In the project "Strategies, Images and Issues in Political TV Interviews 1981-2016" more than 19,000 statements by journalists and politicians were analysed

In the project "Strategies, Images and Issues in Political TV Interviews 1981-2016"1 more than 19,000 statements by journalists and politicians from 125 episodes of "ORF Summer Talks" between 1981 and 2016 were analysed. The dataset is now available at AUSSDA. We asked Andreas Riedl, author of the study, for a short interview.

What is your study about?

It is a somewhat overused quote from Niklas Luhmann that we know everything we know about society through the media - but of course it is true and applies especially to politics. What citizens know about political processes and their representatives, they mostly learn through journalism - and in Austria television is still the number one contact point. Against this background, we have analysed all "ORF Summer Talks" since their first broadcast in 1981 - at that time under a different name - to 2016. We looked at all the individual statements of the party leaders interviewed each year and interviewers and analysed which topics were discussed, which strategies they used, and thus how the power of interpretation between journalism and politics was negotiated.
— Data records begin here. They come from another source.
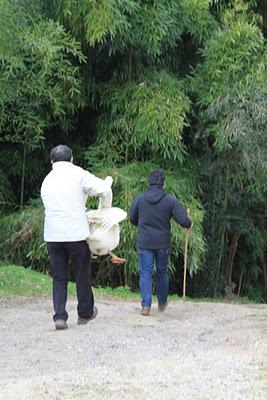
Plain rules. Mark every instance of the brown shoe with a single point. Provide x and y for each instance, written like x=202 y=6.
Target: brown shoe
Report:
x=83 y=321
x=162 y=307
x=145 y=311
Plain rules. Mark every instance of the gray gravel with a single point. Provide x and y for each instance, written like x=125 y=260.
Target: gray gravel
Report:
x=194 y=351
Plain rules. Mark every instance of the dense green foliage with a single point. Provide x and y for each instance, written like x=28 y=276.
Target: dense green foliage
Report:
x=132 y=85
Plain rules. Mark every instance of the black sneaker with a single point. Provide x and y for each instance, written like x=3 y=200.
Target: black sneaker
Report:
x=83 y=321
x=61 y=324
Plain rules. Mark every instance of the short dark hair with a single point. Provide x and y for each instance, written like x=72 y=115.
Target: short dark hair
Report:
x=156 y=178
x=61 y=153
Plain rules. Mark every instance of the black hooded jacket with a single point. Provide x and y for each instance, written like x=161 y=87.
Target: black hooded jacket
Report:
x=152 y=211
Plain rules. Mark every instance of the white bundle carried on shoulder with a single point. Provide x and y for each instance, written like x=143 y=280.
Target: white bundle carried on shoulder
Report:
x=104 y=228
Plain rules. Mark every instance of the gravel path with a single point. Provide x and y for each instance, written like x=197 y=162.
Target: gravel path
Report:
x=194 y=351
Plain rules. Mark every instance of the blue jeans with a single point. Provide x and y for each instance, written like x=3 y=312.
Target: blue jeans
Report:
x=146 y=266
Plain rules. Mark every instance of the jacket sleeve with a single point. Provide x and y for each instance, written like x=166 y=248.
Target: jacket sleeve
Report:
x=94 y=186
x=179 y=214
x=134 y=212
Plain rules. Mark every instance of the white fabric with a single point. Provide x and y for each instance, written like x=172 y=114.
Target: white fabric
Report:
x=64 y=193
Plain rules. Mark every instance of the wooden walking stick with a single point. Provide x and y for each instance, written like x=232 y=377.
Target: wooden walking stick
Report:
x=185 y=258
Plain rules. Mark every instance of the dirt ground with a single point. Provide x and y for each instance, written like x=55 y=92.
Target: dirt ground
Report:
x=193 y=351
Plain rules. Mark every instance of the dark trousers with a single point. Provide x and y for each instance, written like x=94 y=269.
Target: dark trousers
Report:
x=78 y=252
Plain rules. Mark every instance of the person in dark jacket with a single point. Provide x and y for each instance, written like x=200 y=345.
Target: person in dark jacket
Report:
x=152 y=212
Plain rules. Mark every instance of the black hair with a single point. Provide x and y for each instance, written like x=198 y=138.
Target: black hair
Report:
x=61 y=153
x=156 y=178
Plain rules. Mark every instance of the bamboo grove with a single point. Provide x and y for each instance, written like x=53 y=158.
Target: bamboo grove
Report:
x=133 y=85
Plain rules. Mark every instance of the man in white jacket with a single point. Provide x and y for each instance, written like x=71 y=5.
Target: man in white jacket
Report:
x=64 y=193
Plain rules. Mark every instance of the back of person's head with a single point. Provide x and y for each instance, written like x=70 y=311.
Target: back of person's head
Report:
x=156 y=178
x=61 y=153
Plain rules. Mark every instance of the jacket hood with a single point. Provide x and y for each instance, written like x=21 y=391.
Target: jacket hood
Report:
x=154 y=194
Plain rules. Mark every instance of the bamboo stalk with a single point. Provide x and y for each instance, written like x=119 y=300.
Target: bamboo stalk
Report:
x=185 y=259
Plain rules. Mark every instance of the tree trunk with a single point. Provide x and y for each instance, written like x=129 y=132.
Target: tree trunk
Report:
x=230 y=262
x=22 y=182
x=264 y=270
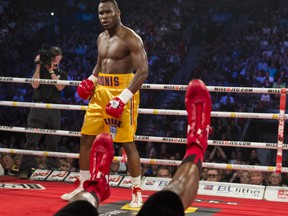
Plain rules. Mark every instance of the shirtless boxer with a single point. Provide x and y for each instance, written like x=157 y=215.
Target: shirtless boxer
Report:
x=113 y=89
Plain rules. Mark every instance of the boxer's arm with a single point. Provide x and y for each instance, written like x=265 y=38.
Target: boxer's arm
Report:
x=139 y=61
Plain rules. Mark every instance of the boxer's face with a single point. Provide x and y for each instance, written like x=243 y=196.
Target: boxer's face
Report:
x=109 y=15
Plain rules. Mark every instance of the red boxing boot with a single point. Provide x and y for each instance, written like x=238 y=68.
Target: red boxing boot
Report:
x=198 y=106
x=101 y=156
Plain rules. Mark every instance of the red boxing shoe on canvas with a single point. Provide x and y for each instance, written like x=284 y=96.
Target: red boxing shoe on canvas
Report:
x=101 y=156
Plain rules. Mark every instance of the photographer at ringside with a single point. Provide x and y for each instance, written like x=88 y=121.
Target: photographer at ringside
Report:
x=47 y=67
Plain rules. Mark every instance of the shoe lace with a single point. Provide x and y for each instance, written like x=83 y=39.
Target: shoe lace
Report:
x=136 y=195
x=77 y=190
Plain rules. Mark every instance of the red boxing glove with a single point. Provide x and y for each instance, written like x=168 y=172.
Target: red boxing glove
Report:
x=115 y=107
x=86 y=87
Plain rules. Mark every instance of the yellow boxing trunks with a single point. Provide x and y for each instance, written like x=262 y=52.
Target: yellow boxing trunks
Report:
x=96 y=119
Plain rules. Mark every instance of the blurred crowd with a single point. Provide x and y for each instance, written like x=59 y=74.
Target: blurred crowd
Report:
x=242 y=44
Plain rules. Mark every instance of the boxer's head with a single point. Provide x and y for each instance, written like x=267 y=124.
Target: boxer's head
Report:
x=109 y=14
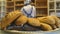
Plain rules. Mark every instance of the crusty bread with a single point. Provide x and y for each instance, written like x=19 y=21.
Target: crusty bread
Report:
x=21 y=20
x=34 y=22
x=46 y=27
x=9 y=19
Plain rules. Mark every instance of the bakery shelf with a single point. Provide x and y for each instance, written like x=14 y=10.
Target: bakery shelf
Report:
x=19 y=5
x=42 y=7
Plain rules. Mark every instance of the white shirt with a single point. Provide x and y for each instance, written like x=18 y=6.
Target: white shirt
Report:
x=28 y=10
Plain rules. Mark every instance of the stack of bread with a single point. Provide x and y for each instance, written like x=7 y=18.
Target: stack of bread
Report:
x=47 y=23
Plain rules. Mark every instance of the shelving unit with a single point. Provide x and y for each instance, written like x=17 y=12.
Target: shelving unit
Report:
x=54 y=7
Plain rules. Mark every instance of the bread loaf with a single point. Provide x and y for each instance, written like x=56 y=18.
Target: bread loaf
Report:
x=34 y=22
x=9 y=19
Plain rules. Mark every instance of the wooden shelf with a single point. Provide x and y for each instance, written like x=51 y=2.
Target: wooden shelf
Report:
x=19 y=0
x=57 y=9
x=9 y=6
x=51 y=9
x=19 y=5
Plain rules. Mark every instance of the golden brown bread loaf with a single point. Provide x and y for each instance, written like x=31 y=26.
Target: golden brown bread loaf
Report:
x=34 y=22
x=21 y=20
x=9 y=19
x=46 y=27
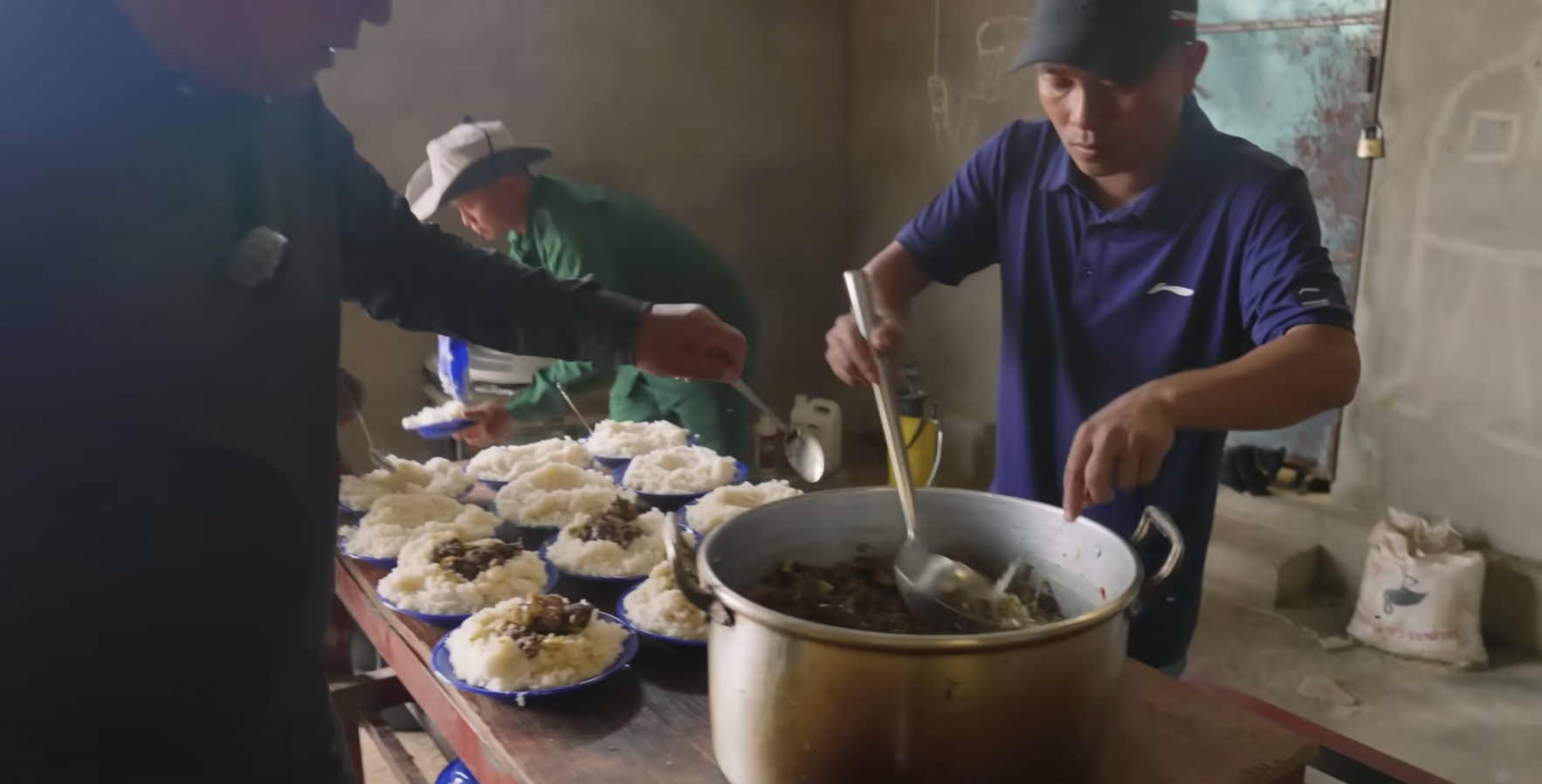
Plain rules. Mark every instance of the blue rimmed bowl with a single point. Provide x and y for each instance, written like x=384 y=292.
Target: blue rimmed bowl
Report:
x=582 y=576
x=440 y=663
x=670 y=502
x=443 y=430
x=454 y=621
x=620 y=613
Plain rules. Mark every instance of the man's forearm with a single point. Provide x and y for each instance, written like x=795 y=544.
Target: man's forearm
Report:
x=1310 y=369
x=895 y=279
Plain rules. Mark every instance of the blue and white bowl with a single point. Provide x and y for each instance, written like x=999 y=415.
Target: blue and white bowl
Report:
x=668 y=502
x=580 y=576
x=454 y=621
x=440 y=663
x=620 y=613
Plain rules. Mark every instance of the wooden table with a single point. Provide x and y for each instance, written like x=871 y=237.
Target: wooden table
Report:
x=650 y=724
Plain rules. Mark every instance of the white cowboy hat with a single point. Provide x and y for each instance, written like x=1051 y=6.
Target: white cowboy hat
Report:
x=474 y=155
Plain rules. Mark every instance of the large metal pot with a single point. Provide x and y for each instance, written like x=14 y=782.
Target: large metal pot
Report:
x=803 y=703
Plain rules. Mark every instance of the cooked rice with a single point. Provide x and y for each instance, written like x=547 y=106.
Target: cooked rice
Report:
x=631 y=438
x=437 y=478
x=678 y=470
x=557 y=494
x=485 y=657
x=609 y=559
x=423 y=585
x=435 y=414
x=396 y=519
x=505 y=464
x=657 y=605
x=725 y=504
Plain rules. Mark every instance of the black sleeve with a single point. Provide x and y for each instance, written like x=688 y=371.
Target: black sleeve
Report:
x=424 y=279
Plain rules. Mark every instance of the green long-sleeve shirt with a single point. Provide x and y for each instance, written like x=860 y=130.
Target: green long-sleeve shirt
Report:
x=631 y=249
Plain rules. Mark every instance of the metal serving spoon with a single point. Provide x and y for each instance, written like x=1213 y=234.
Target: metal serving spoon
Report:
x=935 y=587
x=803 y=451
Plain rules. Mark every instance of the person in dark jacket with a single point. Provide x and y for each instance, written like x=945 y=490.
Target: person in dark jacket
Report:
x=182 y=218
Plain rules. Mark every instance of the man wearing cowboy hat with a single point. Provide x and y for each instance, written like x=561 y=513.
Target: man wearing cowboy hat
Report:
x=182 y=219
x=573 y=230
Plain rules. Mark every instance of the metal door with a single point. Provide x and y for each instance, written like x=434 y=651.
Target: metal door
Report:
x=1298 y=78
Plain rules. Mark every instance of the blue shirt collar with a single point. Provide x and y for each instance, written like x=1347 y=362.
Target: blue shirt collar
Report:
x=1163 y=199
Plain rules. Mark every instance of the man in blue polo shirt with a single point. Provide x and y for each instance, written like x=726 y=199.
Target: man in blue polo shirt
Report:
x=1161 y=285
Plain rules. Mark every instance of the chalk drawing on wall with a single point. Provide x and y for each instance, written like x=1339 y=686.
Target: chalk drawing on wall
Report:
x=1469 y=312
x=956 y=122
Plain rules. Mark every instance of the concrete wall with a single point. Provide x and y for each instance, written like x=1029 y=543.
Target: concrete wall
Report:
x=730 y=116
x=929 y=86
x=1449 y=422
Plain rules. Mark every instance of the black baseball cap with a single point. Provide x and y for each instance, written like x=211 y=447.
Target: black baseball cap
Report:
x=1119 y=40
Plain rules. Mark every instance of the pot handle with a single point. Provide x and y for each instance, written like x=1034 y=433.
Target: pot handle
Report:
x=682 y=562
x=1157 y=518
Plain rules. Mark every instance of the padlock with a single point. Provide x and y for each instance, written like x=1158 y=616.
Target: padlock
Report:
x=1371 y=142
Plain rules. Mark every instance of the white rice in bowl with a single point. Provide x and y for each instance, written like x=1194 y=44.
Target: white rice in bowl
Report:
x=616 y=544
x=678 y=470
x=435 y=478
x=448 y=576
x=631 y=438
x=486 y=649
x=396 y=519
x=557 y=494
x=505 y=464
x=725 y=504
x=657 y=605
x=434 y=416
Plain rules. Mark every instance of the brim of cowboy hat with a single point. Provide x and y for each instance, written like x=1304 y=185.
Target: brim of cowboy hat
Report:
x=428 y=199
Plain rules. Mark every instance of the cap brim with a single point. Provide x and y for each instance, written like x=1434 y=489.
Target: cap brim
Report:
x=1105 y=58
x=485 y=172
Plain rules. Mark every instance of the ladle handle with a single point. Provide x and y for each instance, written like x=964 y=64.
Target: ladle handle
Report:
x=887 y=403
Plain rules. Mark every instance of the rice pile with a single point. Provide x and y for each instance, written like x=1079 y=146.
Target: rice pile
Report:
x=503 y=464
x=435 y=414
x=422 y=584
x=678 y=470
x=396 y=519
x=657 y=605
x=485 y=657
x=557 y=494
x=437 y=478
x=631 y=438
x=725 y=504
x=609 y=559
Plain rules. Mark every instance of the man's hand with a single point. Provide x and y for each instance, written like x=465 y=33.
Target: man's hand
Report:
x=1119 y=448
x=494 y=425
x=849 y=354
x=690 y=343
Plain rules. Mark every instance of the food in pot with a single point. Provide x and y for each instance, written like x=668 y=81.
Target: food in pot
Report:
x=725 y=504
x=619 y=542
x=632 y=438
x=660 y=607
x=449 y=576
x=555 y=496
x=534 y=643
x=861 y=595
x=434 y=416
x=435 y=478
x=505 y=464
x=396 y=519
x=678 y=471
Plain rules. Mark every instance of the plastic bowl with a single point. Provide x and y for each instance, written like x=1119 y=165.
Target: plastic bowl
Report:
x=443 y=430
x=617 y=462
x=594 y=578
x=620 y=613
x=440 y=661
x=454 y=621
x=668 y=502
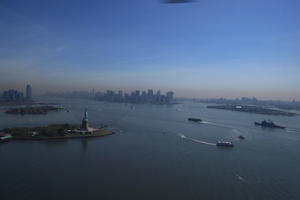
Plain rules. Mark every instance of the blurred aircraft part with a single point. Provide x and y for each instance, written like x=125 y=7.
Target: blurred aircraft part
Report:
x=177 y=1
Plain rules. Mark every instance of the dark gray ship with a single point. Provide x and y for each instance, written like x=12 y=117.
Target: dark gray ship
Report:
x=224 y=144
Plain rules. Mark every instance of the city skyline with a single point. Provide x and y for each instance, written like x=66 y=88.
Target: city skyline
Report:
x=199 y=50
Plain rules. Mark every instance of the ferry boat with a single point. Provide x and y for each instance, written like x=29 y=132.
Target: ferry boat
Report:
x=195 y=119
x=224 y=144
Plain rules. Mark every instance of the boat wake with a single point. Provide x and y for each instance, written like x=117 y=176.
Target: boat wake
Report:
x=195 y=140
x=292 y=130
x=241 y=178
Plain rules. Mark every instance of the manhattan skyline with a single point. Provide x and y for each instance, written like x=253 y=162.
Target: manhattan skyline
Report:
x=202 y=49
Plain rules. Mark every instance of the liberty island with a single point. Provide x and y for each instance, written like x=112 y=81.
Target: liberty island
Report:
x=55 y=131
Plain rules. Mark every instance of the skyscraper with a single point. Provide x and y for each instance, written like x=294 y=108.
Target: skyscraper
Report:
x=28 y=92
x=85 y=121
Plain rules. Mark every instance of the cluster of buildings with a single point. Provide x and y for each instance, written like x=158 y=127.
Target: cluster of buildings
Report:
x=136 y=97
x=14 y=95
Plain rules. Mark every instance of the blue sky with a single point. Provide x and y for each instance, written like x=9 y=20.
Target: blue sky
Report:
x=209 y=48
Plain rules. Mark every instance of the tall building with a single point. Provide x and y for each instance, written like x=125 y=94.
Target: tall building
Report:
x=85 y=121
x=28 y=92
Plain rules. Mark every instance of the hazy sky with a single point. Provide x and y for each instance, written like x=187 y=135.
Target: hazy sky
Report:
x=209 y=48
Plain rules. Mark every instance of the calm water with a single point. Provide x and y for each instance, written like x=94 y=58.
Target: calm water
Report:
x=156 y=154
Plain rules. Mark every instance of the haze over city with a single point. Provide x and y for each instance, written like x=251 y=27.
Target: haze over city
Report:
x=201 y=49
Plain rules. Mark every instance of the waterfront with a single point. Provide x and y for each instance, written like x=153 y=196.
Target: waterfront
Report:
x=156 y=154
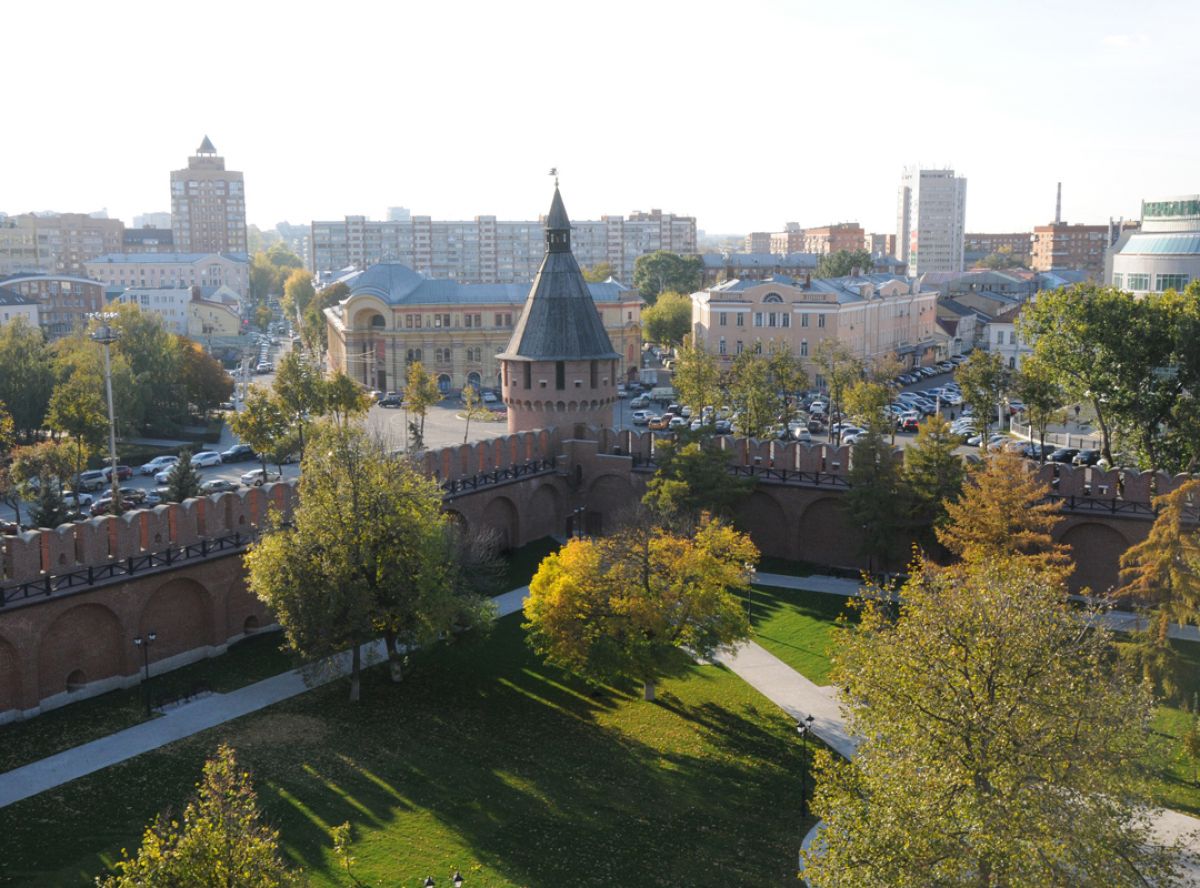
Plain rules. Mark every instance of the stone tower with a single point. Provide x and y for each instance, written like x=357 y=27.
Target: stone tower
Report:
x=559 y=367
From your point of view, what is exciting about the study?

On the one hand, previous research has focused strongly on TV formats during election campaigns but, of course, programmes during government periods are also very interesting and instructive sources for finding out how the interaction of journalism and politics works in an "everyday mode". On the other hand, for the first time our dataset allows a time comparison over long 35 years during which the "Summer Talks" were broadcast in a comparable setting. Over several decades, of course, a lot has happened both in the media and political landscape, and for the first time our project can provide insight into how this affects the direct interactions of journalists and politicians.

Why do you make your data accessible?

Science relies on exchange, transparency and traceability and therefore it is a logical consequence to make datasets public – especially when it is funded by external funds, like this project that is funded by the city of Vienna. In addition, I think there is still a lot in this data that we have not yet been able to analyse, and we are happy if other researchers want to contribute to an even deeper understanding.

1 Initiated by Prof. Dr. Jens E. Tenscher (†)

  • Mag. Andreas Riedl is a researcher at the Institute for Comparative Media and Communication Research of the Austrian Academy of Sciences and the Alpen-Adria-Universität Klagenfurt. There he works in the working group "Media, Politics & Democracy" under the lead of Dr. Josef Seethaler.